O ile święty Marek mówi o misji Apostołów, święty Łukasz podaje, że Jezus po rozesłaniu Dwunastu, posłał również innych uczniów. Dzisiaj odpowiednikiem Apostołów są pasterze Kościoła. Pozostali uczniowie, o których mowa w Ewangelii reprezentują dzisiaj wszystkich ochrzczonych, cały laikat, czyli członków Ludu Bożego. Dlatego trzeba wziąć się do pracy. Być wierzącym oznacza być posłanym. Pierwsza ewangelizacja została zrealizowana w zdecydowanej większości przez misjonarzy duchownych, nowa ewangelizacja, – o której wiele mówił, bł. Jan Paweł II – powinna być promowana przez każdego wierzącego, nie tylko przez duchowieństwo.Jestem przekonany, że wielu z was zastanawia się: Jak ja, zwykły chrześcijanin, mogę dziś głosić Ewangelię? Przecież nie mam przygotowania, studiów teologicznych itd…

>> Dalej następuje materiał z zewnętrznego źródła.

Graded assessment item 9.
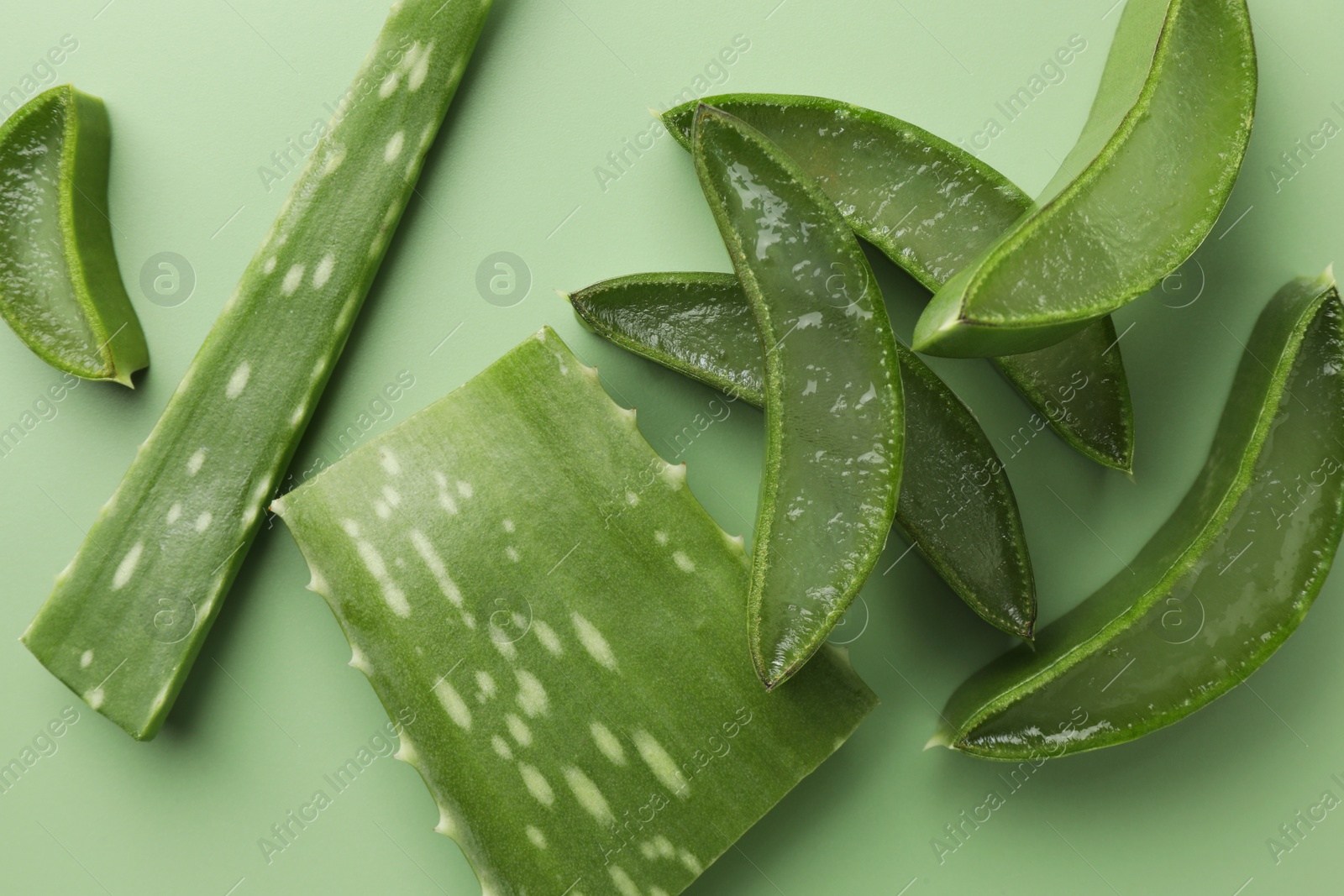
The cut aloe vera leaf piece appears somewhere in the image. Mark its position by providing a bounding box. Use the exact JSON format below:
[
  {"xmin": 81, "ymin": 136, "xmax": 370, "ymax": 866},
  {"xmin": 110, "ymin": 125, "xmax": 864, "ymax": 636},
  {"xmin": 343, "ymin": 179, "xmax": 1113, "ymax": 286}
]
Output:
[
  {"xmin": 690, "ymin": 106, "xmax": 905, "ymax": 688},
  {"xmin": 23, "ymin": 0, "xmax": 489, "ymax": 739},
  {"xmin": 569, "ymin": 273, "xmax": 1037, "ymax": 638},
  {"xmin": 663, "ymin": 94, "xmax": 1134, "ymax": 471},
  {"xmin": 0, "ymin": 85, "xmax": 150, "ymax": 385},
  {"xmin": 932, "ymin": 274, "xmax": 1344, "ymax": 760},
  {"xmin": 276, "ymin": 329, "xmax": 876, "ymax": 896},
  {"xmin": 916, "ymin": 0, "xmax": 1257, "ymax": 356}
]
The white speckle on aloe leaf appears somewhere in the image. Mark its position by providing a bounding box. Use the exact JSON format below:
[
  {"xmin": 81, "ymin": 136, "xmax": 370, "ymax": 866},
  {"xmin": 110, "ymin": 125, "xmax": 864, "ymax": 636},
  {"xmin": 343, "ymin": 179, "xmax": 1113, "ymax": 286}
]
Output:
[
  {"xmin": 313, "ymin": 253, "xmax": 336, "ymax": 289},
  {"xmin": 630, "ymin": 730, "xmax": 690, "ymax": 799},
  {"xmin": 383, "ymin": 130, "xmax": 406, "ymax": 164},
  {"xmin": 434, "ymin": 679, "xmax": 472, "ymax": 731},
  {"xmin": 224, "ymin": 361, "xmax": 251, "ymax": 398},
  {"xmin": 564, "ymin": 766, "xmax": 616, "ymax": 829},
  {"xmin": 533, "ymin": 619, "xmax": 564, "ymax": 657},
  {"xmin": 112, "ymin": 542, "xmax": 145, "ymax": 591},
  {"xmin": 570, "ymin": 610, "xmax": 616, "ymax": 672},
  {"xmin": 513, "ymin": 669, "xmax": 549, "ymax": 717},
  {"xmin": 280, "ymin": 265, "xmax": 304, "ymax": 296},
  {"xmin": 517, "ymin": 762, "xmax": 555, "ymax": 806},
  {"xmin": 606, "ymin": 865, "xmax": 641, "ymax": 896},
  {"xmin": 504, "ymin": 712, "xmax": 533, "ymax": 747},
  {"xmin": 522, "ymin": 825, "xmax": 546, "ymax": 849},
  {"xmin": 410, "ymin": 529, "xmax": 462, "ymax": 607},
  {"xmin": 589, "ymin": 721, "xmax": 625, "ymax": 766}
]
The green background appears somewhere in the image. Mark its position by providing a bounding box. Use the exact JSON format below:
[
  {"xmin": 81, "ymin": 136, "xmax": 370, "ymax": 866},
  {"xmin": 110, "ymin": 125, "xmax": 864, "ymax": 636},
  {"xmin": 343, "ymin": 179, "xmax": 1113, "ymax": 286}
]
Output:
[{"xmin": 0, "ymin": 0, "xmax": 1344, "ymax": 896}]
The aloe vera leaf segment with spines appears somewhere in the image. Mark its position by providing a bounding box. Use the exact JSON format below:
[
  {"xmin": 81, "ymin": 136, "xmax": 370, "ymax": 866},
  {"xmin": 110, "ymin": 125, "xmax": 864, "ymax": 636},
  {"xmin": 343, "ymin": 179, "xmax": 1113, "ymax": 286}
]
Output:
[
  {"xmin": 914, "ymin": 0, "xmax": 1258, "ymax": 358},
  {"xmin": 690, "ymin": 105, "xmax": 905, "ymax": 688},
  {"xmin": 663, "ymin": 92, "xmax": 1134, "ymax": 471},
  {"xmin": 0, "ymin": 85, "xmax": 150, "ymax": 385},
  {"xmin": 930, "ymin": 273, "xmax": 1344, "ymax": 760},
  {"xmin": 567, "ymin": 273, "xmax": 1037, "ymax": 638},
  {"xmin": 274, "ymin": 329, "xmax": 876, "ymax": 896},
  {"xmin": 23, "ymin": 0, "xmax": 491, "ymax": 739}
]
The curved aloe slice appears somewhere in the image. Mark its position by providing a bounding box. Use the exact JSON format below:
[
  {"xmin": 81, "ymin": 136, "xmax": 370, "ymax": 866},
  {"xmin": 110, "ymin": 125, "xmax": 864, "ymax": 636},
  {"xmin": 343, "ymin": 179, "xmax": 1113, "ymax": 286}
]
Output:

Warunkiem koniecznym, aby głosić Ewangelię, nie są studia teologiczne, ale żywa więź z Chrystusem. Studia pomagają poznać Jezusa, ale nie są warunkiem koniecznym abyś głosił Ewangelię. Jezus posłał swoich Apostołów, aby głosili Dobrą Nowinę tzn. wszystko to, czego doświadczyli , co przeżyli idąc za Nim, żyjąc z Nim. Centrum Dobrej Nowiny nie jest treść, ale Osoba Jezusa Chrystusa. Apostołowie głosili, to, co widzieli i przeżyli z Jezusem. Jezus zmienił ich życie. Najważniejsze „studia” jakie ukończyli Apostołowie i pierwsi uczniowie, opierały się na bliskości z Jezusem, na poznaniu i na miłowaniu Go. To jest jedyny warunek konieczny, abyś mógł zabrać się do pracy, do misji, którą zleca ci Jezus. Musisz być blisko Niego, abyś mógł „coś” o Nim powiedzieć innym.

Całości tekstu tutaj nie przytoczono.